Are decorators really that different from metaclasses...

Paul Morrow pm_mon at yahoo.com
Tue Aug 31 00:22:04 CEST 2004


Hallvard B Furuseth wrote:

> Paul Morrow wrote:
> 
>>I believe that we should think of assignments to __xxx__ attributes as 
>>not being part of the function's body, but instead part of its 
>>declaration, just as we do with its docstring.
>>
>>    def circum(diameter):
>>        """This describe's foo."""
>>        __author__ = 'Paul Morrow'
>>        __version__ = '0.1'
>>        __features__ = synchronized, memoized
> 
> 
> I really, really don't like this idea.  Assignment in Python has quite
> enough pitfalls already.  Please don't make it worse.  If it looks like
> an assignment to a local variable, it should be an assignment to a local
> variable.  

Actually, these look like assignments to local *magic* variables.
There's the difference.  The double underscores before and after each
name loudly proclaims that these variables are not like 'normal'
variables.  They're special in some way.  That's a Python convention.

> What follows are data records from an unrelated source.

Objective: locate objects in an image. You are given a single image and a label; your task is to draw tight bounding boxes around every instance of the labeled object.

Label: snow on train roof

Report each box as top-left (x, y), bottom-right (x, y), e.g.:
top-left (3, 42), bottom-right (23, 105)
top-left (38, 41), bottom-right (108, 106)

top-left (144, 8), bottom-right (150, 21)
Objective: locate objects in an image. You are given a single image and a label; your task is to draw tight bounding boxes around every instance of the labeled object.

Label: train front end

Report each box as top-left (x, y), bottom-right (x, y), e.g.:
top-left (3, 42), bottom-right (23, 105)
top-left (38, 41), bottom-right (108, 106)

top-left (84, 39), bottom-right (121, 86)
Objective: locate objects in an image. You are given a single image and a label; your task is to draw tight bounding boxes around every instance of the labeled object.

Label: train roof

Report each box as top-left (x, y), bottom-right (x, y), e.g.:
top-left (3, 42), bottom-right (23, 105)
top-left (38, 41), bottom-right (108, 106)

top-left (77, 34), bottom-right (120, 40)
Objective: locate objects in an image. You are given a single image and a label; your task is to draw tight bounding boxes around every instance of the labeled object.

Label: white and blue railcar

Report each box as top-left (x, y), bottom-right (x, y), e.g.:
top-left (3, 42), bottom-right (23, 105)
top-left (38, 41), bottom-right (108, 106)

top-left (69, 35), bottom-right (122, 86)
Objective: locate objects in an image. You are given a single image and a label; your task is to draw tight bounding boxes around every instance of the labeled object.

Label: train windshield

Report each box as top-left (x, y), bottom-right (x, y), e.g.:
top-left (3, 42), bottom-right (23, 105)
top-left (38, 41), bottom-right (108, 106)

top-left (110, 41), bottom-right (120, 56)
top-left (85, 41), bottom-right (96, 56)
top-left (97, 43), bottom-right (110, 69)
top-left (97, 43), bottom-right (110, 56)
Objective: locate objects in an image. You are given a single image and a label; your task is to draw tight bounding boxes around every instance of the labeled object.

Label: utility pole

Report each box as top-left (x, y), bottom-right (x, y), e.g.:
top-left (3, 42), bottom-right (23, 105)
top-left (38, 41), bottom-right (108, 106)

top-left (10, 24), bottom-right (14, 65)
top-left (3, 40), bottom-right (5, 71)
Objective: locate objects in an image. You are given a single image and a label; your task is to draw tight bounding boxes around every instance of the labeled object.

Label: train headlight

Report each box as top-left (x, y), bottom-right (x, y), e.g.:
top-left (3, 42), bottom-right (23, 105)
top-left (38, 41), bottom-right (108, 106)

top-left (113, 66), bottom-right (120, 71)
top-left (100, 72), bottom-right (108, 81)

> If we are going to invent a syntax for declaring function
> attributes inside the function, why confuse the issue by making it look
> like it does something else?
> 

Because 1) adding new syntax should be resisted as much as possible
(IMO), and 2) this style has parallels in both class definitions and 
module definitions.  Compare this class statement with the function def 
above.

     class Oval(Circle):
         """This describe's Oval."""
         __author__ = 'Paul Morrow'
         __version__ = '0.1'
         __metaclass__ = M


> It's true that it makes it look more like what __*__ attribute
> assignment in class bodies does, but the simple fact is that class
> bodies are executed when the class statement is executed, and function
> bodies are not executed when the def statement is executed.  Now you
> want part of the function bodies to be executed at def time, and part at
> call time.
> 

Maybe we just need to be clear as to which lines under the def statement
constitute the function's /body/.  The function's docstring gets
assigned during processing of the def statement, therefore the docstring
is apparently not part of the function body; I think of it as part of
the function's declaration.  So why not have assignments to __xxx__
variables also be part of the function's declaration.  The distinctive
appearance of these names helps remind us that they have special semantics.

And note that if __xxx__ variables/attributes inside of function defs 
*don't* have special semantics (i.e. if they are being used as normal 
local variables), then they are improperly named (in accordance with our 
naming conventions).

> __*__ assigments in class bodies can look a little confusing if you
> don't think of how class declarations work, but it's perfectly simple
> once you think of how they do work: Execute the class body - no magic
> involved (as far as I know).  Then pass the resulting __dict__ to the
> class creation machine - and _that_ recognizes __metaclass__, __slots__
> and I don't know what else and does magic with them.
> 
> Once you remember that, __*__ variables in both class bodies and
> function bodies do exactly what one would expect them to do.  Stronger
> magic, like grabbing the doc string and putting it in __doc__, has its
> own syntax.
> 

Perhaps its just my experience with declarative programming languages,
but I prefer thinking of __xxx__ assignments in a class as setting
'properties' of the class.  It's a higher level of abstraction than
thinking in terms of the procedural mechanics of what happens under the
hood.  And the syntax used to set properties in classes/modules should 
be the same one used to set properties in functions and methods (IMO).